Ain’t Nothing Like The Real Thing -- Marvin Gaye and Tammi Terrell
This was written and produced by Nickolas Ashford and Valerie Simpson, who worked on much of the material for Gaye and Terrell. The song explains how it's better for people to have their loved ones with them rather than to have materialistic items and memories that remind them of their loved ones. Shortly after recording this, Tammi Terrell collapsed onstage during a performance with Gaye in 1967. The diagnosis was a brain tumor. She died March 16, 1970.
A Beautiful Morning -- The Rascals
This was the first of the group's singles to be credited to "The Rascals," the original name of the group, rather than "The Young Rascals" which their producer had them take in order to avoid confusion from listeners with another group "The Harmonica Rascals." Written by band members Felix Cavaliere and Eddie Brigati, this is an upbeat, optimistic song similar in theme to their 1967 hit "Groovin'." While the late '60s were a tumultuous time in America and a lot of the music dealt with social and political issues of the time, The Rascals provided hopeful songs that were a welcome relief for many listeners.

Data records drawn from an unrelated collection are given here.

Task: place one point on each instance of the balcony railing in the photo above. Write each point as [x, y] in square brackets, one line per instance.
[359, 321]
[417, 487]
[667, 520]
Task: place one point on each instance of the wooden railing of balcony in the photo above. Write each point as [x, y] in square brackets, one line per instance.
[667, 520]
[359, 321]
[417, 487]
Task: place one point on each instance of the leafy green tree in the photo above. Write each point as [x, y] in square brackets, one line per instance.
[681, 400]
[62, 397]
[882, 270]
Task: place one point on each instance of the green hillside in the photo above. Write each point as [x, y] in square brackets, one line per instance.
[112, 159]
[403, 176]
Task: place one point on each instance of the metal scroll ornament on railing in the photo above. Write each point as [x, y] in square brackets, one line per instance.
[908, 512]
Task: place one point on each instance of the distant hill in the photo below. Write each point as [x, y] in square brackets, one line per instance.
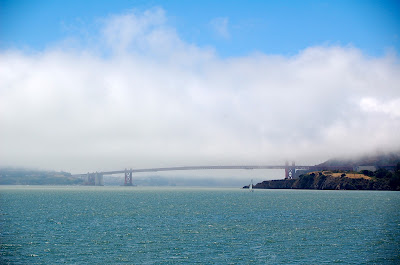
[20, 176]
[377, 160]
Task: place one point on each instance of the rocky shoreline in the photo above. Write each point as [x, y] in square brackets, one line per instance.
[322, 181]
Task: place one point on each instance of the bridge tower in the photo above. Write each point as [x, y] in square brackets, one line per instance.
[290, 170]
[128, 177]
[90, 179]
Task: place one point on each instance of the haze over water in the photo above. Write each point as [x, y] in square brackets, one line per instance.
[121, 225]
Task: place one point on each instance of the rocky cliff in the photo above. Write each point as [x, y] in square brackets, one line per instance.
[328, 182]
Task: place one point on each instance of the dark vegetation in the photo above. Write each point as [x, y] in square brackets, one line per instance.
[12, 176]
[382, 179]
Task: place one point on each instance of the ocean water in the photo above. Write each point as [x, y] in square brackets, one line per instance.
[133, 225]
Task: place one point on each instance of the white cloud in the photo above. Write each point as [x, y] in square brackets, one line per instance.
[391, 107]
[221, 27]
[144, 97]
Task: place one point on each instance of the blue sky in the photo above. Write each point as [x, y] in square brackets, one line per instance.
[104, 85]
[271, 27]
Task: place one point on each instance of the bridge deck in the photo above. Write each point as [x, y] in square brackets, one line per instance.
[213, 167]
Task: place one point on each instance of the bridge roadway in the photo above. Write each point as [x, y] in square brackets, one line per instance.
[201, 168]
[96, 178]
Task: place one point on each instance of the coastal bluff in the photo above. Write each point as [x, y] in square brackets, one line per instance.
[326, 181]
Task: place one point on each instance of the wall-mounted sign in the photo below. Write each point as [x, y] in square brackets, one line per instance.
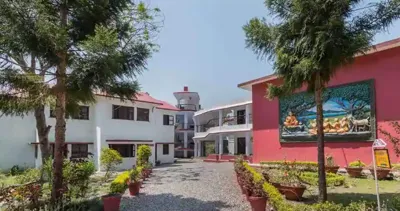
[382, 158]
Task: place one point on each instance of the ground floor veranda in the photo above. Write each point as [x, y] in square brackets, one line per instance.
[224, 146]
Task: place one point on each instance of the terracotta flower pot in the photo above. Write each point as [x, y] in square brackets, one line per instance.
[293, 193]
[354, 171]
[111, 202]
[257, 203]
[277, 186]
[134, 188]
[381, 173]
[331, 169]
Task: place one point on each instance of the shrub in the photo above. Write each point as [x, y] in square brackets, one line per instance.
[143, 154]
[119, 184]
[357, 164]
[16, 170]
[109, 160]
[29, 175]
[331, 179]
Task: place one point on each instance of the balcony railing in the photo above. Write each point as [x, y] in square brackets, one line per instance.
[189, 107]
[183, 126]
[226, 121]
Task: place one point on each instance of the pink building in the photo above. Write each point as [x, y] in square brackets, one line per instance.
[278, 135]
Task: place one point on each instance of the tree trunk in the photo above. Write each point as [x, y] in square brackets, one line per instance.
[60, 128]
[43, 132]
[322, 193]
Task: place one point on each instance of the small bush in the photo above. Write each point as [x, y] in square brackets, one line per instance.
[29, 175]
[119, 184]
[16, 170]
[143, 154]
[357, 164]
[109, 160]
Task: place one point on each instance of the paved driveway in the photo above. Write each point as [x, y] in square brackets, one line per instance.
[189, 186]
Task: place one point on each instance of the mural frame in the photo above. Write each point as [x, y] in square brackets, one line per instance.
[313, 139]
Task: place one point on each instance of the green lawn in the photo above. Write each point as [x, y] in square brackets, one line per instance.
[358, 190]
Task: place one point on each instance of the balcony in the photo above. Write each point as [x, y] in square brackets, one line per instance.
[183, 126]
[229, 124]
[188, 107]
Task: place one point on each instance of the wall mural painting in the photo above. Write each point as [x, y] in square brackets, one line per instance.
[348, 114]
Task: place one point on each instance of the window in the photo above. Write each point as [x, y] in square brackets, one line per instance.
[168, 120]
[143, 114]
[126, 150]
[123, 112]
[165, 149]
[79, 151]
[83, 113]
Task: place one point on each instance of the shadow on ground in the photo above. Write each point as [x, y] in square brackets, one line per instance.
[169, 201]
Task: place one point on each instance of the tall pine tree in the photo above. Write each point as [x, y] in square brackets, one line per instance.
[60, 52]
[310, 40]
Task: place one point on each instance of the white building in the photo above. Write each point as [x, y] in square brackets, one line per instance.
[109, 123]
[187, 103]
[223, 132]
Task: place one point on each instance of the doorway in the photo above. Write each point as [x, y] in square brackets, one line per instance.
[241, 148]
[241, 117]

Do You Know The Way To San Jose -- Dionne Warwick
Burt Bacharach and Hal David wrote this. They discovered Dionne Warwick and wrote many of her hits. Warwick: "I thought it was a really silly song. Obviously Hal had a great affinity for San Jose as I believe he was stationed there during his time time in the Navy and he loved the place and he wrote a song about it. I just giggled all the way to the bank, what can I tell you?" This won a Grammy for Best Contemporary-Pop Vocal Performance, Female. Said Bacharach: "Dionne did not want to record that song. She didn't like it. But we talked her into it and she did it. Her mind changed once it was a hit (laughs). I knew it was a pretty special song and I knew it was a different kind of song, too."